Exploring AMD’s Ambitious ROCm Initiative
Machine Learning and AI
ROCm is built to accommodate future technologies, and the future is machine learning and artificial intelligence. Many of the high-performance computer systems that depend on AMD’s GPU-based computing environment are used with AI research and development, and ROCm is designed from the ground up as a versatile and complete platform for machine learning and AI (Figure 3).
Recent versions of the TensorFlow and PyTorch machine-learning frameworks provide native ROCm support. ROCm also supports the MIOpen machine-learning library [8]. MIOpen serves as a middleware layer between AI frameworks and the ROCm platform, supporting both OpenCL and HIP-based programming environments. The latest version of MIOpen includes optimizations of new workloads for Recurrent Neural Networks and Reinforcement Learning, as well as Convolution Neural Network acceleration.
The latest version of ROCm adds enhanced support for distributed training and the deep learning model. Many example codes have already been validated on AMD Radeon Instinct GPUs for TensorFlow on ROCm.
Containers and ROCm
A recent trend in HPC is increased reliance on containers. Containers are easy to extend and adapt to specific situations, and a containerized solution is an efficient option for many HPC configurations and workloads. The ROCm developers have continued to improve and expand ROCm support for container technologies, such as Docker and Singularity.

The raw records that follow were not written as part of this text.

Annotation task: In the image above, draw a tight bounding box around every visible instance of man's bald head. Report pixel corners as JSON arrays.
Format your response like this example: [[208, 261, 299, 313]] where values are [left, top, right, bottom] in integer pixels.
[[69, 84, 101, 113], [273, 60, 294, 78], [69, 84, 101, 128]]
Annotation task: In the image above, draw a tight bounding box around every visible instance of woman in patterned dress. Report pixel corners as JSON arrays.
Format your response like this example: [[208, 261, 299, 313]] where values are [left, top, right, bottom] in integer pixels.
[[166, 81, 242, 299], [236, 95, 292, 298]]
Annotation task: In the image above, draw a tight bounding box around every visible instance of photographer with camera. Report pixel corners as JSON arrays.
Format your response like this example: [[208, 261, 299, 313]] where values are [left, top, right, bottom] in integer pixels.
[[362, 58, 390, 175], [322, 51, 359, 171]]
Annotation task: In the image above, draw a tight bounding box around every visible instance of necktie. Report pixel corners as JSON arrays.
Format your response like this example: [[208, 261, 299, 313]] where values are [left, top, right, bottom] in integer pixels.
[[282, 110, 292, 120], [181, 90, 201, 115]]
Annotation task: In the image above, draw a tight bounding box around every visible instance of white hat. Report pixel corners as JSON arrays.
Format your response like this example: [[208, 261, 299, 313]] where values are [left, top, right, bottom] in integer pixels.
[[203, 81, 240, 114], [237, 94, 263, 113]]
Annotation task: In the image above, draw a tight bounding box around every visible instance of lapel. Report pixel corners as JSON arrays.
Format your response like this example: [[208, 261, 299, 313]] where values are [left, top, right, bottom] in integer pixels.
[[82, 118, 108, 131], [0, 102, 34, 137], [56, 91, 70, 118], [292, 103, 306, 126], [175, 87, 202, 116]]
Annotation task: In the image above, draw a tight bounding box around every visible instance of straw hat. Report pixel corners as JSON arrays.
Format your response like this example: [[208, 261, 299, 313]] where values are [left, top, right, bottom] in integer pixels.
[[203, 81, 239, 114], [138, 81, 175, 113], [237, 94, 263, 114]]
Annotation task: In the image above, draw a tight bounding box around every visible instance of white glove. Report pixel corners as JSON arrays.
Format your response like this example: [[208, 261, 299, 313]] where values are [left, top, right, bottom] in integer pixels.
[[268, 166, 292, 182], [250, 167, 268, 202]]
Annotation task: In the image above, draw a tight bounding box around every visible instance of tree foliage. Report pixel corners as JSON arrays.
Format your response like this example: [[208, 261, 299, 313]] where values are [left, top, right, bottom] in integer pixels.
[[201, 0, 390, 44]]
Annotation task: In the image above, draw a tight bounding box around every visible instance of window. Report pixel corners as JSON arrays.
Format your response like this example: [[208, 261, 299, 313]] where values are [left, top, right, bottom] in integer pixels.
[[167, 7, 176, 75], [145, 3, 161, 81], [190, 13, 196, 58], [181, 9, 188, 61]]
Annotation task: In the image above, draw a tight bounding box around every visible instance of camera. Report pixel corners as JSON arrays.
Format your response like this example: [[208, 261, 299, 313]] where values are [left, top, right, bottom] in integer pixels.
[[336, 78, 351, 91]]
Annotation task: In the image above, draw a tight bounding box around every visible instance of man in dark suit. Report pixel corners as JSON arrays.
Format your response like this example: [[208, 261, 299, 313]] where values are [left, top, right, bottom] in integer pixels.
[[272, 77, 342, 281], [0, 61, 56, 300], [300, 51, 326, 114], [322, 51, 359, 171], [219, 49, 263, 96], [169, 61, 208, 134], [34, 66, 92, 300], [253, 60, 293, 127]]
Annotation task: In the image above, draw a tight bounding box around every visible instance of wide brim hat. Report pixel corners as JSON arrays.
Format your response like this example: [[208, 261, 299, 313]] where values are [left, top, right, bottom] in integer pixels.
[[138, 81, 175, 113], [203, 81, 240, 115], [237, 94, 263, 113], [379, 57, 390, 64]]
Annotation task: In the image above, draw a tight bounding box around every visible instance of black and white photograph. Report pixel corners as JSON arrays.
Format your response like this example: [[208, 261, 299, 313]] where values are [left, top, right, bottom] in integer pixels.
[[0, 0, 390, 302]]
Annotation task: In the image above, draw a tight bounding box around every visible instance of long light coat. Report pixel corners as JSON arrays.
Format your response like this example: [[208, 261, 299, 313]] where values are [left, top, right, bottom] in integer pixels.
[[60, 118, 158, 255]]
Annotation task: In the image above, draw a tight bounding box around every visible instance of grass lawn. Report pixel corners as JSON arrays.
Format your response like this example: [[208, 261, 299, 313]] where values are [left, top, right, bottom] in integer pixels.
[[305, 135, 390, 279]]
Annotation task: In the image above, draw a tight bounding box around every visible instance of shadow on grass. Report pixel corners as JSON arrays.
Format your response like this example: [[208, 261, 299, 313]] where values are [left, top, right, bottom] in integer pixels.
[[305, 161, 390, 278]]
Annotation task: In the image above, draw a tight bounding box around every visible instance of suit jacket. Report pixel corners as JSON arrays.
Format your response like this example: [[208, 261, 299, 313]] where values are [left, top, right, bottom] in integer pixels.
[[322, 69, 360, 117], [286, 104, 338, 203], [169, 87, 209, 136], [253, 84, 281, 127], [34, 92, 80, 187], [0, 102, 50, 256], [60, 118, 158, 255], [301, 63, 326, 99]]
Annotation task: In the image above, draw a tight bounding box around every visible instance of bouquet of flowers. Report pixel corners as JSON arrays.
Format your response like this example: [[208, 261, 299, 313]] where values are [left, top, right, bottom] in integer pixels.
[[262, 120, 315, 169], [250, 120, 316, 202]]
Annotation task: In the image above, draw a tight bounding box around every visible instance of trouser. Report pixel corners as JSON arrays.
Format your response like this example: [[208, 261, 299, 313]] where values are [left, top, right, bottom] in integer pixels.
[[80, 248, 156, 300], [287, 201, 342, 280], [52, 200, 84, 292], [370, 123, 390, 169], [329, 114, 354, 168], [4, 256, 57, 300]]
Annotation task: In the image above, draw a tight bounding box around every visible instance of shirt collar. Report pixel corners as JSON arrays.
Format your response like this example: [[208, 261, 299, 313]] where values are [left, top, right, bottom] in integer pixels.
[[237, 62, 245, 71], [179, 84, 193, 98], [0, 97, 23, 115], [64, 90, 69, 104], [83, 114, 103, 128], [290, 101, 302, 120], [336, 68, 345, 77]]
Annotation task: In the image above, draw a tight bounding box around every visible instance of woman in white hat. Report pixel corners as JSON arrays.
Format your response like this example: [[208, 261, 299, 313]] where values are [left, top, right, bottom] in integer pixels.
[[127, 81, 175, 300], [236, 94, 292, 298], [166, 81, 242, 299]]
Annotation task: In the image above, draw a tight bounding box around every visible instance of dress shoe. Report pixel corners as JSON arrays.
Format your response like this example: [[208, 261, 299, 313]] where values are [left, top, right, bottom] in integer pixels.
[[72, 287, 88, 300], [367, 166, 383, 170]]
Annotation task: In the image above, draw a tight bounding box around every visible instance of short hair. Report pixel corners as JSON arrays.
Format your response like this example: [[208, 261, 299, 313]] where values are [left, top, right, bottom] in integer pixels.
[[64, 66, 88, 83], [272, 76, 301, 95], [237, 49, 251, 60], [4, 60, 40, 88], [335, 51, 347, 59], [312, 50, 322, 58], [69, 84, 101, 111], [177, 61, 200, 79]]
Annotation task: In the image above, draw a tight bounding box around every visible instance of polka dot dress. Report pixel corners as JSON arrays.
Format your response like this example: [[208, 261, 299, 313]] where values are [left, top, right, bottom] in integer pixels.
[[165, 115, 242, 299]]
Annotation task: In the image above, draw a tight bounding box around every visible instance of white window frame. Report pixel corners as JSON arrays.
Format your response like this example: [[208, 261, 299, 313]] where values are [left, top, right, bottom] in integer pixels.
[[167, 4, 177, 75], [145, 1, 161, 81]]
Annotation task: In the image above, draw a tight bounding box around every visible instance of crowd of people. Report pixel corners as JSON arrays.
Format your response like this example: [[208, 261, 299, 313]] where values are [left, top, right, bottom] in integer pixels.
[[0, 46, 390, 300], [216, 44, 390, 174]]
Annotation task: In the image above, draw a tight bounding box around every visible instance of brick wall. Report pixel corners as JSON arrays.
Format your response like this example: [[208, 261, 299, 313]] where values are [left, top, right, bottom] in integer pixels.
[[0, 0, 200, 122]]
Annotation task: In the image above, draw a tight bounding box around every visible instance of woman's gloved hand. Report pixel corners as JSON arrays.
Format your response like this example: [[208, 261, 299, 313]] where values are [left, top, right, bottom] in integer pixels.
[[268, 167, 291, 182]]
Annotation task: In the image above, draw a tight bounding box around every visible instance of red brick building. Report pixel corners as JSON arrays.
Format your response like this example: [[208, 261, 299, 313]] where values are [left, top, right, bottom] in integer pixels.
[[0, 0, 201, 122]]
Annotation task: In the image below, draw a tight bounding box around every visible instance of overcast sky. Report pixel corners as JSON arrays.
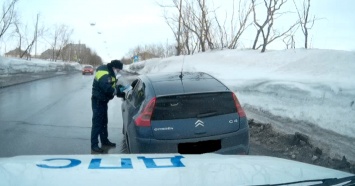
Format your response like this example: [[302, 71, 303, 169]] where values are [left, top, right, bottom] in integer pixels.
[[4, 0, 355, 61]]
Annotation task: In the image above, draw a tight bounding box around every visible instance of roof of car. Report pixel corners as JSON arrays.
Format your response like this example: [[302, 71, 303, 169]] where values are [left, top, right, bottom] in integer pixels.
[[145, 72, 229, 96]]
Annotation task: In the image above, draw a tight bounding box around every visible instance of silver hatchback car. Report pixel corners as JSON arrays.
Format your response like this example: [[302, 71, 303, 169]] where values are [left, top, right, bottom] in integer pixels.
[[122, 72, 249, 154]]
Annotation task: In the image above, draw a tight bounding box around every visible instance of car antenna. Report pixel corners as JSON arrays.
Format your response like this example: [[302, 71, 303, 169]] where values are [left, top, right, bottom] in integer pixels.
[[179, 55, 185, 81]]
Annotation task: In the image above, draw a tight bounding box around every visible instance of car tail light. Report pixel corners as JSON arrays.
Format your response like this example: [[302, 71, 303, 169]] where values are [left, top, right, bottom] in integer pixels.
[[135, 97, 156, 127], [232, 93, 246, 117]]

The latest version of ROCm includes support for Kubernetes, Slurm, OpenShift, and other important tools for managing and deploying container environments. Also, the ROCm-docker repository contains a framework for building the ROCm software layers into portable Docker container images. If you work within a containerized environment, ROCm’s Docker tools will allow you to integrate ROCm easily into your existing organizational structure.